IPB dan NIES Jalin Kerjasama Monitoring Wilayah Rendah Karbon

IPB dan NIES Jalin Kerjasama Monitoring Wilayah Rendah Karbon

DSC_2534
Berita
Institut Pertanian Bogor (IPB) dan National Institute for Environmental Studies (NIES), Tsukuba, Jepang mengadakan panandatanganan Memorandum of Understanding (MoU) di Kampus IPB Darmaga (16/6). MoU ini ditandatangani oleh Rektor IPB, Prof. Dr. Ir. Herry Soehardiyanto, M.Sc bersama President of NIES, Prof. Akimasa Sumi. Kerjasama ini dijalin dalam rangka penelitian dalam penemuan model untuk monitoring wilayah rendah karbon dan membentuk eco campus dan eco society.
 
Rektor IPB menyatakan, “Kami sangat senang dapat memulai kerjasama yang sangat baik dengan NIES dalam mengembangkan dan melaksanakan kegiatan penelitian bersama di bidang perubahan iklim, dapat saling bertukar informasi secara ilmiah dan teknis, dan melaksanakan seminar bersama dan penelitian.” Dalam pertemuan ini juga ditandatangani Project Agreement untuk penelitian bersama tentang “Development of Innovative MRV System for Eco-Industrial Parks and Eco-Cities” oleh Prof.

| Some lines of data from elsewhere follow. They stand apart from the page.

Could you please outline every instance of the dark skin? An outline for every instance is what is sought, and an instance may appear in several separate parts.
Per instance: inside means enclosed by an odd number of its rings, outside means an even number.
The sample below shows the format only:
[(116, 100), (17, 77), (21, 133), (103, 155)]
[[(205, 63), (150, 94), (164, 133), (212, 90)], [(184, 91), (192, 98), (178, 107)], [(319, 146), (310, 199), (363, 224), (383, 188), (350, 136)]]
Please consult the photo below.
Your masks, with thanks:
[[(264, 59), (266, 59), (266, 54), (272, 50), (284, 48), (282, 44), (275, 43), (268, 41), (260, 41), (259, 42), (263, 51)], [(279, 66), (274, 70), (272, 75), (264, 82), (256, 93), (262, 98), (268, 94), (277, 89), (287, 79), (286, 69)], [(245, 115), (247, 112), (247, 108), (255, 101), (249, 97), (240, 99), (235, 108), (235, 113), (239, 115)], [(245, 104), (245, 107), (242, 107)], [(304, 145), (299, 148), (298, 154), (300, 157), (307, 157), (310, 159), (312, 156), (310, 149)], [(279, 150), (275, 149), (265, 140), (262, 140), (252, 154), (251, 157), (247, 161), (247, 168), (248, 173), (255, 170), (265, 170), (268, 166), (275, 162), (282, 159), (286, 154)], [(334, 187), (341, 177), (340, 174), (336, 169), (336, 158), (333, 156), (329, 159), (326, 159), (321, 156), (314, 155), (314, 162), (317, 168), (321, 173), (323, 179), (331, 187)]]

Dr.Ir. Rizaldi Boer, MS (Kepala Pusat Pengelolaan, Peluang dan Resiko Iklim Kawasan Asia Tenggara dan Pasifik/CCROM-SEAP) dan Prof. Tsuyoshi Fujita (NIES).
 
Penelitian bersama ini bertujuan menghasilkan penelitian yang berkontribusi terhadap perbaikan lingkungan melalui kegiatan kolaborasi yang mencakup tema-tema penelitian, diantaranya penilaian yang terintegrasi dari strategi mitigasi dan model penelitian bagi masyarakat yang rendah karbon, desain eco-city perkotaan dan regional, pemodelan dan simulasi bagi masyarakat karbon rendah, serta pengawasan inovatif dan penelitian sistem evaluasi daerah.  Rektor berharap kerjasama ini bisa berjalan sangat baik dan menghasilkan banyak temuan yang  berguna bagi kedua institusi dan memperkuat hubungan antara Indonesia dan Jepang. (RF)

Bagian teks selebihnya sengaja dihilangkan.